LEFT OUTER JOIN IS NULL or WHERE xx NOT IN(select..)

  • Which query is better for performance? It's not readily apparent to me by looking at the Execution Plans, neither method utilizes a Table Scan.. So is it a coin toss?

    Does anyone have any best practices or standards on this topic?

     

    Select inv.*

    FROM dbo.Inventory inv

    LEFT OUTER JOIN dbo.InvHist hst

    ON hst.InvID = inv.InvID

    WHERE hst.InvID IS NULL

    OR THIS QUERY

    Select inv.*

    FROM dbo.Inventory inv

    WHERE inv.IndID NOT IN(SELECT InvID FROM dbo.InvHist)

     

    - tia

    Mark

  • These queries are not equal, they potentially return different results.

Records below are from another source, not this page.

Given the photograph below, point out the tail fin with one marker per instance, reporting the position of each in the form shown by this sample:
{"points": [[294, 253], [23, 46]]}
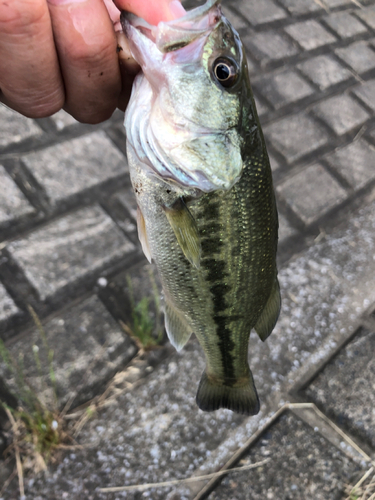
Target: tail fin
{"points": [[240, 399]]}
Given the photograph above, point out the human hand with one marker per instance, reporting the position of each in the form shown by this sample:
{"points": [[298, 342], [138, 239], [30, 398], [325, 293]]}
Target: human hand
{"points": [[62, 54]]}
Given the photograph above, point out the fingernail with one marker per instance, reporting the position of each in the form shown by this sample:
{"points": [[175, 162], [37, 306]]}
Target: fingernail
{"points": [[176, 9], [64, 2]]}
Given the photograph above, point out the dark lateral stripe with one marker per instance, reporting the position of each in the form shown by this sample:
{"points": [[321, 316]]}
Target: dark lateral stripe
{"points": [[217, 275]]}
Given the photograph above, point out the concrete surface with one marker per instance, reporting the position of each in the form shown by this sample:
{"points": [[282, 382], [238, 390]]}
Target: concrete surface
{"points": [[68, 243]]}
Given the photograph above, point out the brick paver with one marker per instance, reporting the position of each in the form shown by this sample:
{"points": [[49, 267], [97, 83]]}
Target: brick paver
{"points": [[355, 163], [283, 135], [324, 71], [283, 88], [65, 171], [310, 34], [345, 25], [311, 193], [7, 307], [345, 386], [341, 113], [359, 56], [68, 242], [70, 249], [15, 128], [13, 204]]}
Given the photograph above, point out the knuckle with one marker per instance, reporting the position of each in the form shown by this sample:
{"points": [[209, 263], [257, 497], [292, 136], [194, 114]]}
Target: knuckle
{"points": [[35, 105], [22, 17]]}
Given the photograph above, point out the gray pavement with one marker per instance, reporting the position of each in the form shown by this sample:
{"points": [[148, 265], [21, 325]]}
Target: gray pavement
{"points": [[68, 243]]}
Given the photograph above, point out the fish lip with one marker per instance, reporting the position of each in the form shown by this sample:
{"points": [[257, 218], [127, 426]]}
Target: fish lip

    See http://www.sqlservercentral.com/forums/shwmessage.aspx?forumid=8&messageid=236443

    _____________
    Code for TallyGenerator

  • Actually, is this case only, the two SQL statements are logically equivalant and would produce identical results.

    The join criteria is "ON hst.InvID = inv.InvID" and since nulls = null evaluates to unknown, not true, the InvHist row with nulls would not be included. Then the restriction "WHERE hst.InvID IS NULL", elimates all rows that are joined.

    The SQL optimizer is smart enought to recognize this and changes the 'LEFT OUTER JOIN" to "LEFT SEMI JOIN" sometimes also known as "EXISTENTIAL JOIN".

    To the original question, although in this case, both SQL statements will have identical execution plans, there are a more complex case, such as when the join criteria has multiple columns, where neither solution is optimal.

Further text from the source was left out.